Les domaines qui font référence
Plusieurs propriétés ont bâti la réputation de l’appellation. Le Château Thivin, plus ancien domaine viticole du mont Brouilly, conduit depuis six générations par la famille Geoffray, en est sans doute l’ambassadeur le plus reconnu, notamment avec sa cuvée « Les Sept Vignes », assemblage de sept parcelles réparties sur le massif. Le Château des Ravatys, le Domaine Laurent Martray et le domaine de Jean-Claude Lapalu figure du mouvement des vins nature en Beaujolais comptent également parmi les noms régulièrement salués par la critique.
L’actualité du cru
Le vignoble beaujolais dans son ensemble a connu ces dernières années des millésimes contrastés : 2022 et 2023, plus solaires et concentrés, ont laissé place à un 2024 plus frais mais marqué par une pluviométrie exigeante pour les vignerons.

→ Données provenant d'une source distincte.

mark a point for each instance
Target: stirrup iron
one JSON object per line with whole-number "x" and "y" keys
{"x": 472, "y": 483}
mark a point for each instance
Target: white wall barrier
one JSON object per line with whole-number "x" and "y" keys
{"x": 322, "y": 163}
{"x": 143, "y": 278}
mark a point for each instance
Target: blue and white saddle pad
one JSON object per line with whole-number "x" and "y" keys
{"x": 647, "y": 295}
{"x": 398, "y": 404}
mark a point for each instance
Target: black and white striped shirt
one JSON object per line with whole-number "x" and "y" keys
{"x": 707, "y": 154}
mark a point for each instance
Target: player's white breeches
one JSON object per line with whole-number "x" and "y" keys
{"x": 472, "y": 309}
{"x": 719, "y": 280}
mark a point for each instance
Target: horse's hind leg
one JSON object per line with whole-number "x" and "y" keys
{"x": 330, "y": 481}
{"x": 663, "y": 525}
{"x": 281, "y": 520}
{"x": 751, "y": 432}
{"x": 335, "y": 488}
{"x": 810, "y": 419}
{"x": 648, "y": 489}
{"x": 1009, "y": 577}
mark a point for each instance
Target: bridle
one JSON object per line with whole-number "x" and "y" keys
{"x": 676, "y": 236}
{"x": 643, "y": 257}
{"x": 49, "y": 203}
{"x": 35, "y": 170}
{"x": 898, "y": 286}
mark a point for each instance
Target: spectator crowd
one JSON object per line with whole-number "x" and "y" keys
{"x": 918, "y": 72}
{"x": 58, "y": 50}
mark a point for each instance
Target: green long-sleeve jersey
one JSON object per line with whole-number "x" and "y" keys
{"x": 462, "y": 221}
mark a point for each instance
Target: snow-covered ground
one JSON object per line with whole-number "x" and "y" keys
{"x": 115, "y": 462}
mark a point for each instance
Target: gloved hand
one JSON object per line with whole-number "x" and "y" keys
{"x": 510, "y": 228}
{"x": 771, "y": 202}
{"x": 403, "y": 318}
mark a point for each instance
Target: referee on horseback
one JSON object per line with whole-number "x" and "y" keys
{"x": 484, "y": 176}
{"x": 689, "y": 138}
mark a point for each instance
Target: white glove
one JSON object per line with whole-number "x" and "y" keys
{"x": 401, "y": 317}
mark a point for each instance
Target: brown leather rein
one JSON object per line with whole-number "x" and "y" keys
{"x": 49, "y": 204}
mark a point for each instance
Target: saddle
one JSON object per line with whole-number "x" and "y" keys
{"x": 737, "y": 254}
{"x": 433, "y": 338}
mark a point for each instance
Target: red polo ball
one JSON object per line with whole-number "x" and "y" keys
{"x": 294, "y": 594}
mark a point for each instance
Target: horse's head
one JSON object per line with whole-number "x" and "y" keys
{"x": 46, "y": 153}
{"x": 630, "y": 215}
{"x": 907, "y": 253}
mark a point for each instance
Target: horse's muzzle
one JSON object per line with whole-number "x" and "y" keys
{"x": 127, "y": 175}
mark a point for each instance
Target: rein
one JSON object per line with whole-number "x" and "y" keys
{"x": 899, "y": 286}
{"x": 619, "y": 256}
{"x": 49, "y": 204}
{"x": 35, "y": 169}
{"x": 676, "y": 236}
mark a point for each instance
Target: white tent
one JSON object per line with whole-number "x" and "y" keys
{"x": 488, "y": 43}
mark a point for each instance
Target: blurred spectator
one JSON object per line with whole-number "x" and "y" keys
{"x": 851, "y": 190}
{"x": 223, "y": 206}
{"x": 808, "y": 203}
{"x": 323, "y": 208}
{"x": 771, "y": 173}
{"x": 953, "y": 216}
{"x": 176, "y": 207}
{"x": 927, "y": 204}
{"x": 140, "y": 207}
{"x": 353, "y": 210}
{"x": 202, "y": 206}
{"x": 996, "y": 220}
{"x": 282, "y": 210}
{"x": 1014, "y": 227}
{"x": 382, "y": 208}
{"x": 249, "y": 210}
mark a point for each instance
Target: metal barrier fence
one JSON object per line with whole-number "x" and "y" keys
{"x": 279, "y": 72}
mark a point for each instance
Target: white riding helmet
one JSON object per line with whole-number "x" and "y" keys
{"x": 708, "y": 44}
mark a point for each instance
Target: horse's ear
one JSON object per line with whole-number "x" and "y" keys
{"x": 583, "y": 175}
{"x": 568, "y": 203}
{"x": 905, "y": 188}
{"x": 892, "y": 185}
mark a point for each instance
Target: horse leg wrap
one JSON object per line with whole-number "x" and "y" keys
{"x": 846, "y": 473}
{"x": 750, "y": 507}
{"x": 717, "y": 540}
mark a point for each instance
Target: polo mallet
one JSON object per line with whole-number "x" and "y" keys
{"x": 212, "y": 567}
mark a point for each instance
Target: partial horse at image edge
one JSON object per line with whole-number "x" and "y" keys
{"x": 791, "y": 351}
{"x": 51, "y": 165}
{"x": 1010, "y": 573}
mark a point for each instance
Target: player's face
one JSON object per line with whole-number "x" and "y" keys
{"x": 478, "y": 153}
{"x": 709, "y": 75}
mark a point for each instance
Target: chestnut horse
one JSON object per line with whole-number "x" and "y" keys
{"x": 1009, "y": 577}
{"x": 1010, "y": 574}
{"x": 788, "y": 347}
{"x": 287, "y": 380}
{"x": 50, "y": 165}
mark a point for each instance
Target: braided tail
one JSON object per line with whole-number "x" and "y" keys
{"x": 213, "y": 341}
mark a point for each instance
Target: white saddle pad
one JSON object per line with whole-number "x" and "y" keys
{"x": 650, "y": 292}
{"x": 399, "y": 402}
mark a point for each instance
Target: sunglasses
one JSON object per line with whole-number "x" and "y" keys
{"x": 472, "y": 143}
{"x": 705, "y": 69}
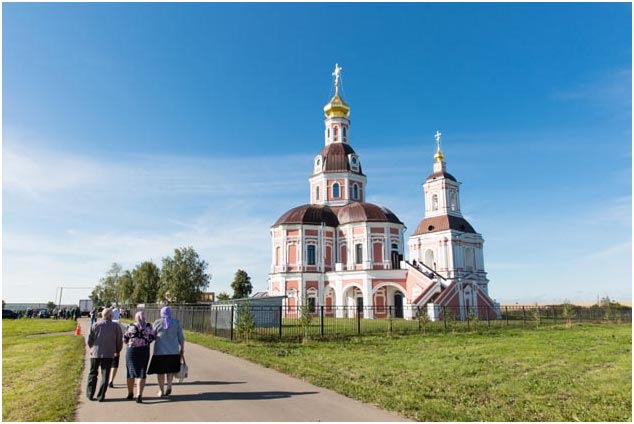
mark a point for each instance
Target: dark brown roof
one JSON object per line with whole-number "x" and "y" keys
{"x": 336, "y": 158}
{"x": 309, "y": 214}
{"x": 365, "y": 212}
{"x": 441, "y": 174}
{"x": 443, "y": 222}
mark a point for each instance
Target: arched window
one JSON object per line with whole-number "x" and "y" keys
{"x": 310, "y": 254}
{"x": 335, "y": 190}
{"x": 469, "y": 259}
{"x": 429, "y": 259}
{"x": 359, "y": 253}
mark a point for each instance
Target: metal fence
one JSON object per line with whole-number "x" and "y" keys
{"x": 292, "y": 323}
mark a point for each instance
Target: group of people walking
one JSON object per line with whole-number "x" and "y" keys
{"x": 106, "y": 340}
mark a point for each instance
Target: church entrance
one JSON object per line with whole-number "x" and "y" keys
{"x": 398, "y": 305}
{"x": 359, "y": 305}
{"x": 396, "y": 259}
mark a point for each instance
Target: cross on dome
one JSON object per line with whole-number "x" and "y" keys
{"x": 337, "y": 74}
{"x": 437, "y": 135}
{"x": 439, "y": 156}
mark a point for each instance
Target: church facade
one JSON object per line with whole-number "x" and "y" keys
{"x": 347, "y": 255}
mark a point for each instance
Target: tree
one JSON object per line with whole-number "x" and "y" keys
{"x": 223, "y": 296}
{"x": 241, "y": 285}
{"x": 423, "y": 318}
{"x": 109, "y": 292}
{"x": 125, "y": 287}
{"x": 305, "y": 318}
{"x": 183, "y": 277}
{"x": 568, "y": 312}
{"x": 245, "y": 324}
{"x": 147, "y": 282}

Le millésime 2025 s’annonce, selon les premiers retours de la profession, particulièrement réussi, une précocité marquée, une maturité pleinement atteinte et un bon état sanitaire du raisin ont permis d’obtenir des vins frais, tendus et éclatants de fruit, avec un potentiel de garde jugé prometteur sur les crus comme le côte-de-brouilly, même si la baisse des volumes de récolte pourrait, selon les professionnels, créer une certaine tension sur l’offre disponible.
Plus largement, le Beaujolais version « crus » continue de gagner en reconnaissance critique, porté depuis les années 1980 par le mouvement des vins nature initié par des figures comme Marcel Lapierre ou Jean Foillard, et par une nouvelle génération de vignerons qui travaille aujourd’hui le côte-de-brouilly avec une exigence comparable à celle des grands crus bourguignons voisins un rapprochement stylistique de plus en plus souvent souligné par la critique spécialisée.
À table avec un côte-de-brouilly
Grâce à sa structure et à sa minéralité, le côte-de-brouilly est l’un des crus du Beaujolais les plus polyvalents à table. Il s’accorde naturellement avec :
- Les viandes rouges rôties et la côte de bœuf, dont il souligne la mâche sans l’écraser ;
- La charcuterie de caractère : rillettes d’oie, terrine de lièvre ;
- La volaille goûteuse : canard, pintade, ou la traditionnelle volaille de Bresse ;
- Les plats mijotés régionaux comme le hachis parmentier ou les paupiettes de veau ;
- Le gibier à poil et à plume (lapin, chevreuil), en particulier sur les millésimes les plus structurés ;
- Les fromages moyennement relevés, qui trouvent dans sa fraîcheur un contrepoint idéal.
Servi autour de 13-15 °C, dans un verre suffisamment ouvert pour libérer ses notes florales, le côte-de-brouilly révèle toute la singularité d’un terroir volcanique niché au cœur d’un vignoble pourtant tout entier bâti sur le granite.
Une curiosité géologique devenue, avec le temps, l’une des plus belles réussites du Beaujolais.